Bürokratie-Irrsinn um Kaffeegeruch: Warum 800 Wohnungen einfach nicht gebaut werden

Luftaufnahme eines Stadtgebiets mit Fluss, Brücken, Straßen und Grünflächen.
In Hamm soll ein großes neues Wohngebiet entstehen, doch EU-Richtlinien für Gerüche verhindern den Bau.

Der Bau von mehr als 800 Wohnungen in Hamm liegt aus einem kuriosen Grund auf Eis: Kaffeegeruch. Jetzt geht der Fall sogar vor Gericht.

Posse ums Prestigeprojekt Osterbrookhöfe: An den frischen Kaffeegeruch, der regelmäßig von der Rösterei Tchibo durch Hamm weht, haben sich die meisten Anwohner zwar längst gewöhnt. Für den Bau von 800 Wohnungen muss die Geruchsbelastung aber unter bestimmten EU-Grenzwerten liegen. Jetzt geht der Streit vor Gericht. 

Neben den Wohnungen sind zwei Kitas und ein Quartierssportzentrum in den Osterbrookhöfen geplant. Das Gebiet liegt zwischen Wendenstraße, Osterbrook sowie Rückers- und Südkanal. Zur Realisierung des Projekts wurde 2021 sogar das beliebte Freibad Aschberg trotz erheblicher Kritik abgerissen. 

Eigentlich sollten die Wohnungen schon 2027 fertig sein, doch jetzt wird es wohl noch eine Weile dauern. Erst wenn sichergestellt ist, dass der Kaffeegeruch gemäß der EU-Richtlinien die Wohnqualität nicht beeinträchtigt, darf das Bebauungsplanverfahren fortgesetzt werden.

Osterbrookhöfe: Ärger um Kaffeegeruch 

Die Umweltbehörde hatte Tchibo Ende vergangenen Jahres aufgefordert, die Schornsteine der Rösterei um mehrere Meter zu erhöhen. Wie ein Sprecher des Verwaltungsgerichts bestätigt, klagt Tchibo jetzt gegen diese Forderung. Der NDR berichtete zuerst. 

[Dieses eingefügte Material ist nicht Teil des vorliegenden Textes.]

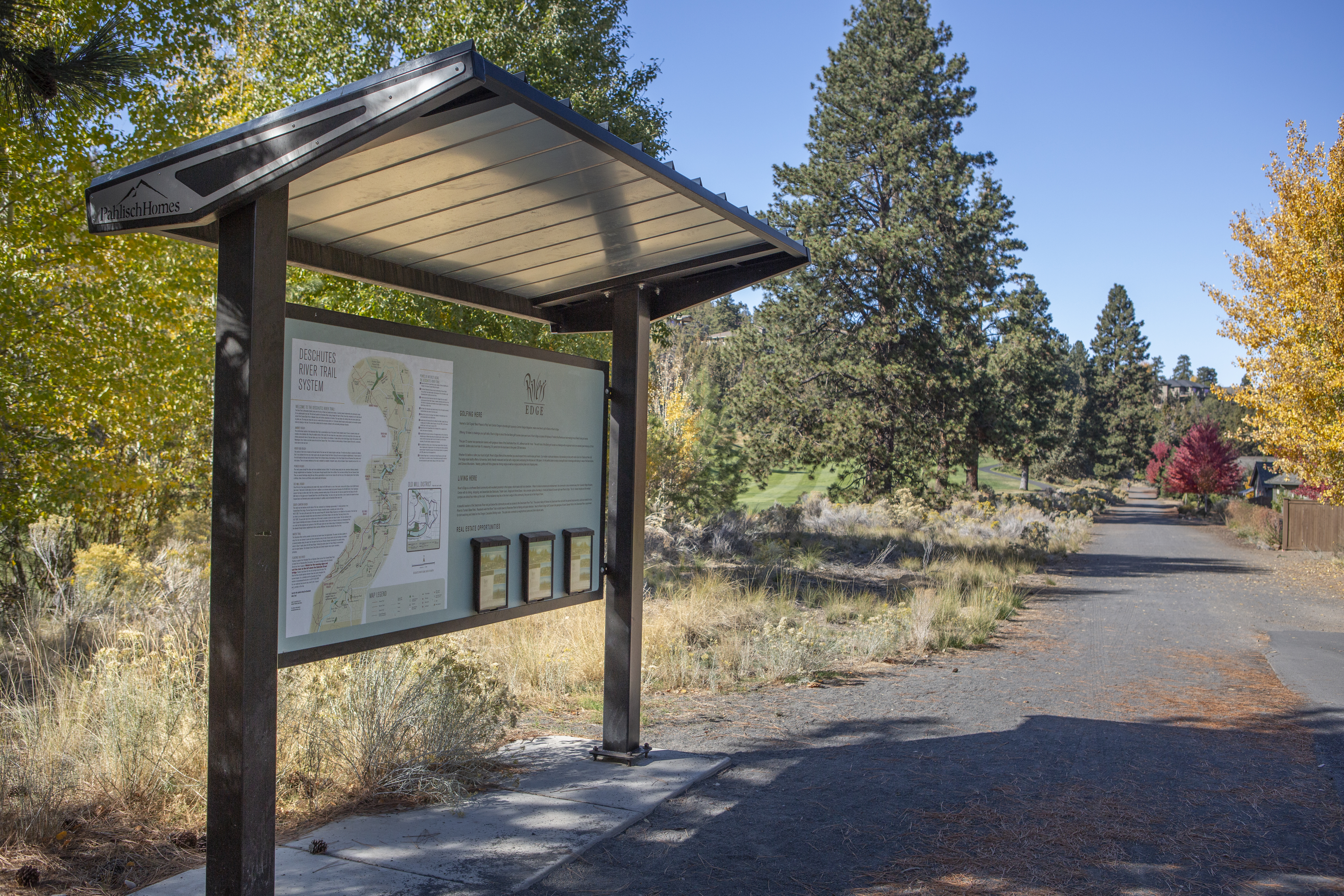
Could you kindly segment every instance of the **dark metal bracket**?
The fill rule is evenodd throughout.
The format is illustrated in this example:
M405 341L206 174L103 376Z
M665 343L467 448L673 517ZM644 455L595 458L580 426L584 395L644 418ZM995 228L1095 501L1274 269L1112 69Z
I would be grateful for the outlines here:
M620 750L602 750L601 747L593 747L589 752L594 762L601 762L602 759L610 759L612 762L624 762L626 766L633 766L640 759L648 759L649 752L653 750L650 744L644 744L637 747L632 752L621 752Z

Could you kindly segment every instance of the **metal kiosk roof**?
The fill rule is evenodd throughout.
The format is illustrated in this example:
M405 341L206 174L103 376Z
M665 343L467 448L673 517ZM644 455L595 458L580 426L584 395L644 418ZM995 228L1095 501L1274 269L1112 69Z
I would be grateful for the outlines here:
M274 893L286 265L558 332L612 330L594 758L646 755L649 324L806 263L802 246L470 43L98 177L86 199L93 232L219 247L207 893Z
M808 261L797 242L487 62L470 42L93 181L93 232L218 243L289 187L290 265L544 321L653 320Z

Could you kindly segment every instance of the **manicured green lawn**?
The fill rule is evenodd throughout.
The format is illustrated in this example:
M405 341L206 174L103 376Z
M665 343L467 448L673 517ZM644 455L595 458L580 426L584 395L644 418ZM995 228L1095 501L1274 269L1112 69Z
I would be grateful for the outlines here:
M775 502L790 505L808 492L825 492L827 486L840 478L839 474L824 467L817 469L813 476L816 478L809 478L808 470L771 470L765 489L758 489L755 484L749 485L738 496L738 504L751 513L763 510ZM953 485L961 485L966 481L966 472L958 469L952 474L950 481ZM980 484L988 485L995 492L1016 492L1017 486L1021 485L1021 477L1015 470L1003 469L1003 465L995 458L981 457ZM1040 484L1032 480L1031 486L1038 489Z
M961 485L966 481L966 470L958 469L952 474L950 481L956 485ZM1021 485L1021 474L1011 467L1005 467L1003 463L992 457L980 457L980 484L988 485L995 492L1017 492ZM1039 486L1039 484L1034 485Z
M765 489L758 489L754 482L747 485L738 496L738 504L751 513L763 510L775 502L796 504L800 496L808 492L825 492L827 486L840 478L839 474L827 469L818 469L813 476L814 478L809 478L808 470L770 470Z

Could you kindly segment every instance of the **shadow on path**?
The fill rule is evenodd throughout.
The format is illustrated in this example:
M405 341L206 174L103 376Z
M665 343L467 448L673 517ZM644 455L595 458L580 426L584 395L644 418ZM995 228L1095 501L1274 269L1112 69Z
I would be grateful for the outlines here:
M812 736L863 743L739 752L538 889L1337 893L1341 811L1304 772L1301 721L1043 715L919 740L911 719L836 723Z

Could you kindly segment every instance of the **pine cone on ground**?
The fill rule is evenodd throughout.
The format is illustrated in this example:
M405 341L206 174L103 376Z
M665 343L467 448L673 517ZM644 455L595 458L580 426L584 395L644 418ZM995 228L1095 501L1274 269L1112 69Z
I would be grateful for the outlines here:
M180 849L200 849L200 837L194 830L180 830L172 836L172 845Z

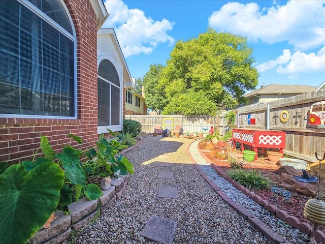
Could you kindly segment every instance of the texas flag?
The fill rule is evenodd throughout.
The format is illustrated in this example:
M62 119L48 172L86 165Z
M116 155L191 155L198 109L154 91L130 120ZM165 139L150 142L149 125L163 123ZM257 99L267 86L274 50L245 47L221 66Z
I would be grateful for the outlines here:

Somit darf aktuell nur nördlich der Diagonalstraße für die Osterbrookhöfe gebaut werden. Hier sollen insgesamt 84 der 800 Wohnungen entstehen. 

Das Projekt ist nach MOPO-Informationen mit mindestens 240 Millionen Euro kalkuliert. Ob es angesichts der Preissteigerungen im Bausektor dabei bleibt, ist offen.